It's World Series or Bust for the Los Angeles Dodgers
The Dodgers' roster now boasts two recent MVPs and two Cy Young winners
If the 2020 MLB season was a poker game, Los Angeles Dodgers president of baseball operations Andrew Friedman just raised the stakes by about $57 million.
That’s how much the Dodgers are now on the hook for in 2020 to pay the salaries of Mookie Betts and David Price, both of whom were acquired from the Boston Red Sox as part of a three-team trade that went down late Tuesday night.
The deal, which required the Dodgers to send 23-year-old outfielder Alex Verdugo to the Red Sox and 31-year-old pitcher Kenta Maeda to the Twins, caused L.A.’s odds of winning the World Series for the first time since 1988 to jump from 7-1 to 4-1 at Caesars Sportsbook and bumped their projected win total up from 99 to 100 — with good reason.
By adding Betts to a squad that led the NL in runs scored, RBI, home runs and slugging last season, the Dodgers made one of baseball’s most lethal offenses even deadlier for opposing pitchers.
Betts, who won the AL MVP in 2018, will slot into a potent lineup which includes reigning NL MVP Cody Bellinger, All-Star Max Muncy, rising star Corey Seager and top prospect Gavin Lux.
A four-time Gold Glover and three-time Silver Slugger, Betts is arguably the best position player in baseball after Mike Trout — he’s second only to the L.A. Angels star in FanGraphs wins above replacement since being called up to the majors in 2014.
And the trade, as Dodgers fans know all too well, doesn’t just benefit Los Angeles on offense thanks to Price being included in the deal.
Price, after all, beat the Dodgers in Game 2 and Game 5 of the 2018 World Series, only allowing three runs over 13 innings of work while striking out 10.
The winner of the 2012 Cy Young award in the American League, Price will slot in as the third starter in a rotation that already includes 2019 All-Stars Clayton Kershaw and Walker Buehler.
Though rotational depth is somewhat of a concern after L.A. lost Hyun-Jin Ryu and Rich Hill in free agency and dealt Maeda to Minnesota, Kershaw, Buehler and Price make for a dynamic 1-2-3 punch that should give the Dodgers the edge in almost any potential playoff series as the team will be able to shorten its rotation and potentially start its aces on short rest.

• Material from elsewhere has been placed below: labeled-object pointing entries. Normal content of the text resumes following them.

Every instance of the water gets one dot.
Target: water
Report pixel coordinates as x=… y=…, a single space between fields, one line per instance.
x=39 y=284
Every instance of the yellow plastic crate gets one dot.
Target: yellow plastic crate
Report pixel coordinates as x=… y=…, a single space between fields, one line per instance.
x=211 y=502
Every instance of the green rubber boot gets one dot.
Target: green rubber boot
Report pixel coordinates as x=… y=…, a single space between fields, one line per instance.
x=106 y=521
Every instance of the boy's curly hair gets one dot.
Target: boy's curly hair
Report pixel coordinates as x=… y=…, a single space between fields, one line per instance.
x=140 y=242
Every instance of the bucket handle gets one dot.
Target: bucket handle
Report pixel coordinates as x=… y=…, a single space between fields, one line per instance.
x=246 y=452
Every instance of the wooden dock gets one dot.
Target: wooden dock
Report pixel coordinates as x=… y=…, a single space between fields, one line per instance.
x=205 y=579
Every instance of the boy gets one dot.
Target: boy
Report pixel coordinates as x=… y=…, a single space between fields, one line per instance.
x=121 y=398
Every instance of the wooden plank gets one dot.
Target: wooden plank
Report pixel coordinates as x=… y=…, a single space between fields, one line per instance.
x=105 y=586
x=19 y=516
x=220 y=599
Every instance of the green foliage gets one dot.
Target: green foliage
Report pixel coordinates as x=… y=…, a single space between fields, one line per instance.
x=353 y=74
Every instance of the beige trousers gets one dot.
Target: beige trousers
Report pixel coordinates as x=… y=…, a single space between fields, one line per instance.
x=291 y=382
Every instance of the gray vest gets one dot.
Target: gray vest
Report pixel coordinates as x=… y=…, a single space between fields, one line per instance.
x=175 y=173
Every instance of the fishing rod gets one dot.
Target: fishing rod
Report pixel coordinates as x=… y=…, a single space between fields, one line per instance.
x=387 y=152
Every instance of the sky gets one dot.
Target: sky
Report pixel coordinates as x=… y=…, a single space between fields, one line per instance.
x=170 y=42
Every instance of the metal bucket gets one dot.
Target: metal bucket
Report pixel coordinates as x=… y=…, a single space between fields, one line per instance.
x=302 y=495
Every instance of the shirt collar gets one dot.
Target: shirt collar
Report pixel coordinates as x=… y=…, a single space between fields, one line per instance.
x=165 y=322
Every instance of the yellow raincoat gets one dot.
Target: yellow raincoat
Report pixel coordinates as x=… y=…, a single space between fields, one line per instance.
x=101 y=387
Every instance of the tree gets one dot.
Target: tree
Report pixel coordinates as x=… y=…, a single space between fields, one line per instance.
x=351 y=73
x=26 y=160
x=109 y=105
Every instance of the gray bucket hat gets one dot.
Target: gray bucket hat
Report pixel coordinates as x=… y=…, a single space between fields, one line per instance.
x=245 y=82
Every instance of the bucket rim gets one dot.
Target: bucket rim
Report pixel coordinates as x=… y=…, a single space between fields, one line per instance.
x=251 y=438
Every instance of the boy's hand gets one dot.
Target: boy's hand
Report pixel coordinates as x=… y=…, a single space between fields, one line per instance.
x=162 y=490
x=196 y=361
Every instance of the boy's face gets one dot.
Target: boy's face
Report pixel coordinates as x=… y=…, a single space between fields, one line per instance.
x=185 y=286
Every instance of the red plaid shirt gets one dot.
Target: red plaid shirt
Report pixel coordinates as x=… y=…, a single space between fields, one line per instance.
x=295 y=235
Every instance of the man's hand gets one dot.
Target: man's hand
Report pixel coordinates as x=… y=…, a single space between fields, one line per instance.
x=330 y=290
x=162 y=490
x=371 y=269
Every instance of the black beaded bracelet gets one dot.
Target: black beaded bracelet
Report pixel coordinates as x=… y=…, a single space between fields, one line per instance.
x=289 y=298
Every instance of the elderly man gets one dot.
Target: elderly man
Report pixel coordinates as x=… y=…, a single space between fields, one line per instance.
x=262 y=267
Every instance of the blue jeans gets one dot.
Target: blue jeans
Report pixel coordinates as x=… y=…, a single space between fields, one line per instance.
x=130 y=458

On paper, the Dodgers look like the most talented team in baseball and, though it may seem the opposite thanks to the costly addition of Betts and Price, Friedman isn’t even all-in yet.

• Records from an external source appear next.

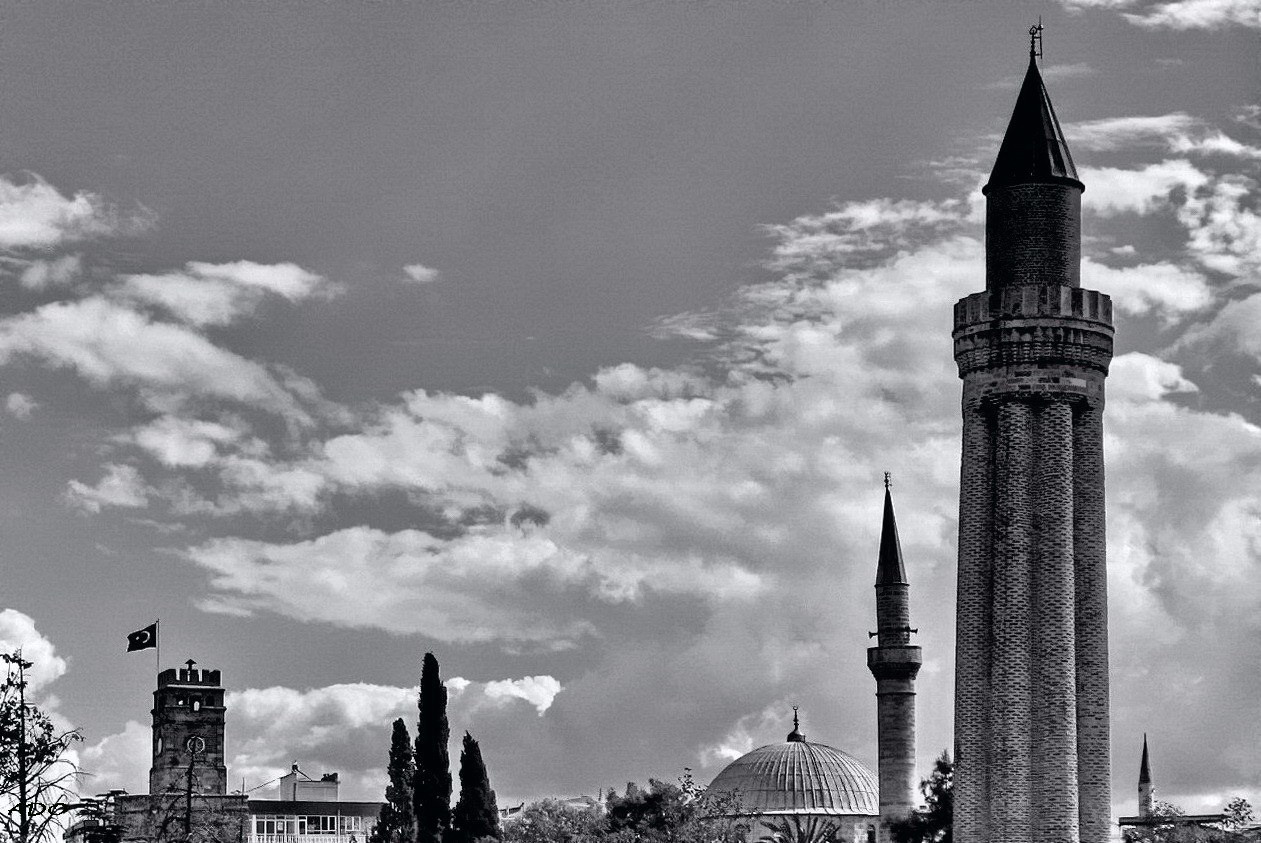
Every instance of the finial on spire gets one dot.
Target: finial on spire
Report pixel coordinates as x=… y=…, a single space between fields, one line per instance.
x=795 y=736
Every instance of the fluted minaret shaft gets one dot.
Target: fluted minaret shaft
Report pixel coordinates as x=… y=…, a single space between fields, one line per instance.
x=1033 y=350
x=894 y=663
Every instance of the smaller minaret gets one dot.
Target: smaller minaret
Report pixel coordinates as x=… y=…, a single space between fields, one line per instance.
x=894 y=663
x=1145 y=788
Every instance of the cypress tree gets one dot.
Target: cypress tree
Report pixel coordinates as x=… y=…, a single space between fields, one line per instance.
x=477 y=815
x=396 y=823
x=431 y=791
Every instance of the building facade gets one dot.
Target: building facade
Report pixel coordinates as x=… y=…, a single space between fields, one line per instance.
x=188 y=799
x=1033 y=350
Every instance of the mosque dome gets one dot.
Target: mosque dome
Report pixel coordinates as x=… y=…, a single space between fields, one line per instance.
x=798 y=778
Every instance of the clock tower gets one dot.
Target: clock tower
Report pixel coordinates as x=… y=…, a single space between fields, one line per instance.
x=188 y=730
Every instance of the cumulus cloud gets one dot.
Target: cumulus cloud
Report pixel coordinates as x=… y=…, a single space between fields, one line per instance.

As good as the team should already be to start the season, Friedman has all the ammo he needs to acquire additional talent during the year should the team need it thanks to an over-stocked L.A. farm system that boasts top prospects like infielder Jeter Downs, catcher Keibert Ruiz and pitchers Dustin May and Josiah Gray.

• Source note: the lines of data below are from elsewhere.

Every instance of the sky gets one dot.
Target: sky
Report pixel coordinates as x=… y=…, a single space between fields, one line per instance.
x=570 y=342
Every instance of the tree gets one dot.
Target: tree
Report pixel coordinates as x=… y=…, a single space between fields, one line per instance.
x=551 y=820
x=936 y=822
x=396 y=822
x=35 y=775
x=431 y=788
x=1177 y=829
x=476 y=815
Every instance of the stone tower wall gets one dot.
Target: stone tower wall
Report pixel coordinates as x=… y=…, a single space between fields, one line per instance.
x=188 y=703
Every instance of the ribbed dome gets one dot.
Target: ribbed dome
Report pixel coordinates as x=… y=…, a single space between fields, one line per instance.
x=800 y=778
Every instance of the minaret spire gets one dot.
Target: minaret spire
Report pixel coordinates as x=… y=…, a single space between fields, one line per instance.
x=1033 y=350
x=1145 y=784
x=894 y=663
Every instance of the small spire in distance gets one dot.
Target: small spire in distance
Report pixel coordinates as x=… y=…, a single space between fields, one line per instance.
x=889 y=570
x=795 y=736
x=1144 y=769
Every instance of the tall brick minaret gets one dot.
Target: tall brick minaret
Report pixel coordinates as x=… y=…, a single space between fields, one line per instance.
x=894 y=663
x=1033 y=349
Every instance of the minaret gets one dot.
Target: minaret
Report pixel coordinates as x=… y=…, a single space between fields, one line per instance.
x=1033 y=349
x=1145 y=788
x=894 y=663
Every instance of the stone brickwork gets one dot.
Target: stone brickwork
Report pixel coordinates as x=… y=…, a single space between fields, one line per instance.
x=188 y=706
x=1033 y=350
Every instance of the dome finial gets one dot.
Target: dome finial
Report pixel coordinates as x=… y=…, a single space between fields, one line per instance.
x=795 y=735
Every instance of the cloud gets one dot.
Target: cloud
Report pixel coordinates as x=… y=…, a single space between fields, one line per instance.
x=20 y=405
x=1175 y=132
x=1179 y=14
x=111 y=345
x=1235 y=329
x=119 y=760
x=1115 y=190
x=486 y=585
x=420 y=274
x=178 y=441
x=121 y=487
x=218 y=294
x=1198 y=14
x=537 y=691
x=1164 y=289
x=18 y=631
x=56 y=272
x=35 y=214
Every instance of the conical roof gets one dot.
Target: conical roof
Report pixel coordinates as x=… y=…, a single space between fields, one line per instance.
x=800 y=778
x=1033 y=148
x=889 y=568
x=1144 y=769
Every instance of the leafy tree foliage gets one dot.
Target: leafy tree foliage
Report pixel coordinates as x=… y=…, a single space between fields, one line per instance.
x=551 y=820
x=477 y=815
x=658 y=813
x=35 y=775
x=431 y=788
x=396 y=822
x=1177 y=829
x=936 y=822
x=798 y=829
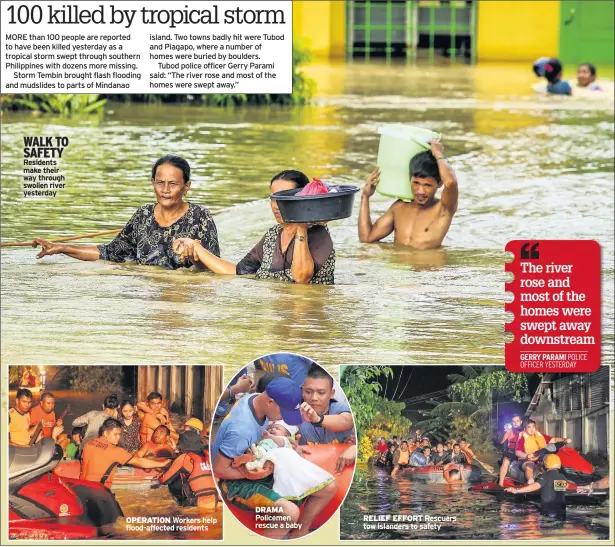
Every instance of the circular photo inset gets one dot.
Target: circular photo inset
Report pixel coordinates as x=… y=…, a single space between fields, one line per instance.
x=283 y=446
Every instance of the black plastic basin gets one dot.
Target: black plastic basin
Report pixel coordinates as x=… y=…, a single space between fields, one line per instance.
x=318 y=208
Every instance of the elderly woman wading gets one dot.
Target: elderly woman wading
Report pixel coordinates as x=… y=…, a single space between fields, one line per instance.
x=148 y=236
x=291 y=252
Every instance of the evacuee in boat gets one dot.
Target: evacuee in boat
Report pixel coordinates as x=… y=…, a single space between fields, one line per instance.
x=159 y=446
x=552 y=485
x=299 y=253
x=418 y=457
x=531 y=441
x=148 y=236
x=424 y=222
x=509 y=440
x=401 y=458
x=76 y=438
x=19 y=419
x=456 y=457
x=152 y=415
x=45 y=412
x=129 y=440
x=326 y=420
x=93 y=420
x=189 y=478
x=438 y=457
x=101 y=456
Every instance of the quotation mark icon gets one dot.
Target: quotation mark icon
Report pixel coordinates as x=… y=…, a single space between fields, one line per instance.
x=532 y=254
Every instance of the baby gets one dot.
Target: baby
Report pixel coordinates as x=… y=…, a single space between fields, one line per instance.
x=277 y=435
x=294 y=477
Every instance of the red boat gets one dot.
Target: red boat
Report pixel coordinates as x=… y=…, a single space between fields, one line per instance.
x=44 y=506
x=576 y=469
x=325 y=456
x=435 y=474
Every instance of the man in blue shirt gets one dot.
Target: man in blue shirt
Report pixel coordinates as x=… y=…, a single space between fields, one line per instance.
x=326 y=420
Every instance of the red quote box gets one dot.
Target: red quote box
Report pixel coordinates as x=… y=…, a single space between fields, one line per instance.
x=556 y=306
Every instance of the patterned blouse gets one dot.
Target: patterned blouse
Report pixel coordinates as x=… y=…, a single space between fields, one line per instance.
x=144 y=241
x=129 y=437
x=267 y=260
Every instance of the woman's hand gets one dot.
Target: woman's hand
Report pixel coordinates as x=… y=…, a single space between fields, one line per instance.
x=48 y=248
x=184 y=247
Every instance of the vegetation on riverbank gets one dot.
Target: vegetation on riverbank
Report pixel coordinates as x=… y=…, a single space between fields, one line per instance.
x=71 y=104
x=374 y=415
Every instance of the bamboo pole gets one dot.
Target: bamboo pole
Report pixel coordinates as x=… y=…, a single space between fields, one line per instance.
x=32 y=243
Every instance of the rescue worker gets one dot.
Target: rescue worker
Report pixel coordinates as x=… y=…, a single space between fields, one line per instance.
x=19 y=418
x=401 y=458
x=152 y=415
x=552 y=485
x=531 y=441
x=102 y=456
x=189 y=478
x=510 y=439
x=45 y=411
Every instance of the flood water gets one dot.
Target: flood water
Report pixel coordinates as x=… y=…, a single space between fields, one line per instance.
x=529 y=167
x=136 y=500
x=464 y=515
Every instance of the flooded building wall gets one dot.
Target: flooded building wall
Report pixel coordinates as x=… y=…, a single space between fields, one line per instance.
x=576 y=406
x=191 y=390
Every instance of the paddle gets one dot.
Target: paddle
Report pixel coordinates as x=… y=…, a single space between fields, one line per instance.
x=39 y=426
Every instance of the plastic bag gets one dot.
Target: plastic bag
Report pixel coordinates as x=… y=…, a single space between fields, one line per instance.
x=313 y=188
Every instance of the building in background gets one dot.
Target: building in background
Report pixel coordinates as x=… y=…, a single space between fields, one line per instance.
x=473 y=30
x=575 y=406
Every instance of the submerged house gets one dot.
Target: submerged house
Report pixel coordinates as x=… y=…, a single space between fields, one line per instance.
x=576 y=406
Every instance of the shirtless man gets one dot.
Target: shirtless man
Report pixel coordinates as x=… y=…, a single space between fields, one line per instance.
x=423 y=222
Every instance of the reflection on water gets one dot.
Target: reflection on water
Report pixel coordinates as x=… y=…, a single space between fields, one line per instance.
x=463 y=515
x=529 y=167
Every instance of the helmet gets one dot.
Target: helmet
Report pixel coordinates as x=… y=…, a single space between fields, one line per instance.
x=552 y=461
x=195 y=423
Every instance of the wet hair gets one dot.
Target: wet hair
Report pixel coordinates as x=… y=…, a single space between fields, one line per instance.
x=111 y=402
x=553 y=69
x=319 y=373
x=162 y=427
x=175 y=161
x=299 y=178
x=23 y=392
x=109 y=425
x=424 y=165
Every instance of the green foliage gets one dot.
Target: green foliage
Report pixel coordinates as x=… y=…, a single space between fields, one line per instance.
x=374 y=415
x=59 y=103
x=490 y=386
x=103 y=379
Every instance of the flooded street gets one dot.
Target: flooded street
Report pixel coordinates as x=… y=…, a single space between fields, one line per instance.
x=529 y=166
x=136 y=500
x=465 y=515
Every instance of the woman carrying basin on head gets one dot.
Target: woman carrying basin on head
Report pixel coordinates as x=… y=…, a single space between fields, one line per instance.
x=292 y=252
x=149 y=234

Also, thanks to the relatively low salaries, a number of the team’s young stars are making, Friedman shouldn’t be hamstrung from adding even more salary to a payroll that, amazingly, may not even be over the luxury-tax threshold despite adding $57 million on Tuesday.
Barring a barrage of injuries, there’s simply no conceivable excuse for the Dodgers — who have gone to the postseason for seven straight years but only made the World Series twice and lost both times — not to be playing deep into October.
If the Dodgers make it to the World Series and end up losing to an equally loaded New York Yankees team that added ace Gerrit Cole this offseason, perhaps L.A. should get a pass, but only perhaps.
After all, should a team with two recent MVPs, two Cy Young winners and a roster full of talented players with a substantial amount of playoff baseball under their collective belts really be losing to anybody?
Probably not. Not that it hasn’t stopped the Dodgers from doing it before.
But if this locked-and-loaded L.A. team somehow manages to fall short of the World Series this year, it might be time for Friedman to push away from the table.